Día de la marmota en la Paloma Blanca

por Pablo Batalla Cueto

© Pablo Batalla Cueto

Impresiones y estampas de un viaje a Marruecos / 5

El pequeño plano de Tetuán ofrecido por la Guía Trotamundos de Marruecos de Anaya Touring Club es enormemente elocuente acerca del organismo dual, híbrido o simbiótico casi, que es la Paloma Blanca del Rif. Tetuán son dos Tetuanes, en realidad: uno, el nuevo, que el plano de la guía pinta de un aséptico amarillo pastel, formado por largas avenidas rectilíneas entrecruzadas en ángulo recto o, a lo sumo, radialmente. La Rue du Général Franco corre paralela a la Avenue de Mohammed V, no muy lejos del Boulevard de Hassan II: los tiranos, siempre arrejuntaditos. El otro Tetuán, inserto en el otro, es el Tetuán viejo: un amplio recinto amurallado, con vaga forma de campana, representado en un rojo intenso, pero surcado de una telaraña de caprichosas venitas blancas, anárquicamente serpenteantes, tan estrechas que ni siquiera les cabe el nombre que tal vez ni tengan. Todas las grandes ciudades marroquíes son un poco así, con sus cuadriculados restos de colonialismo europeo conviviendo espalda con espalda con esos imposibles laberintos medievales de aromas, sonidos y colores que son las medinas, pero en ninguna parte el contraste es tan rabiosamente brusco como en Tetuán. En ninguna parte como allí la férrea confianza occidental en la fidelidad de los mapas se revela absolutamente desaconsejable tan rápidamente: bastan apenas veinte metros de temerosa internada más allá del umbral del dédalo para que, allí donde uno porfía en querer ver una callejuela plácidamente enfilada hacia tal mezquita o tal palacio, se tropiece con una puntiaguda esquina no cartografiada que le pinche y le deshinche el inútil flotador. Sumergirse entonces, desprotegido, en las procelosas aguas de la medina, y asumir que ha de prescindirse del plano y del reloj y comenzarse a deambular sin rumbo fijo ni horarios, confiando en acabar dándose de bruces con la mezquita, el palacio o la salida más tarde o más temprano, es todo uno.

Abandonado todo asidero espaciotemporal, en Tetuán las horas transcurren surreales, elípticas, elásticas, como echadas a andar al compás de la aguja de uno de los relojes blandos de Dalí. El problema surge cuando un inoportuno rugido de tripas lo devuelve súbitamente a uno al mundo de los apresurados: los estómagos no entienden de esta naturaleza retorcible del tiempo, y se rigen según su propio reloj biológico. Según asegura la Guía Trotamundos, el único restaurante que hay en toda la medina tetuaní es el Palace Bouhlal, cerca de la Gran Mezquita; pero, ¿dónde diablos está la Gran Mezquita? Toca entonces rescatar el plano de las profundidades de la mochila, y, otorgándole esta vez la misma fiabilidad que se le daría al dibujo de un niño, calcular difusos rumbos cardinales: siempre al norte, por ejemplo, y, agarrados a esta referencia, recorrer las callejas escogiendo sólo las bocacalles orientadas en tal dirección.
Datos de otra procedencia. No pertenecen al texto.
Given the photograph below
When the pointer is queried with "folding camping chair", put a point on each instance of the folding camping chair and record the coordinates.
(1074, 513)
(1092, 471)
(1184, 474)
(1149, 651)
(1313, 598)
No hará falta, tampoco ahora, demasiado tiempo para hundirse en la frustración y sentirse aojado por uno de esos genios traviesos de Las mil y una noches u obligado a experimentar un desquiciante día de la marmota: tan sólo el que se emplee en doblar las mismas esquinas, toparse al mismo vendedor de pastelillos tapados con film de plástico para protegerlos de la gula de los insectos, reparar con sorpresa en el mismo póster de Fernando Torres o estar a punto pisar los huevos que la misma campesina ataviada con un colorista atuendo tradicional vende en una manta tendida en el suelo cuatro o cinco veces. La sensación de hechizo no desaparecerá cuando, casi al borde de la desesperación, un hecho completamente fortuito rompa la maldición; uno como, digamos, toparse a un par de turistas catalanes, y, en tono casi de súplica, interrogarles acerca de la puñetera mezquita, y que ellos, tampoco muy seguros de saber dónde se hallan, sugieran sin mucho convencimiento como posible ruta el callejón por el que uno está absolutamente convencido de haber transitado ya, y recorrerlo sin demasiada esperanza, y que, al final de él, casi envuelta en una beatífica neblina celestial, se yerga, finalmente, la Gran Mezquita de Tetuán.

Tal vez, media hora después, devorando ya con ansia el cuscús o las keftas o el tajín que no podrían saber más deliciosos, el satisfecho turista se pare a pensar en que acaba de ser el involuntario actor de una atinadísima alegoría sobre lo que viene a ser la vida.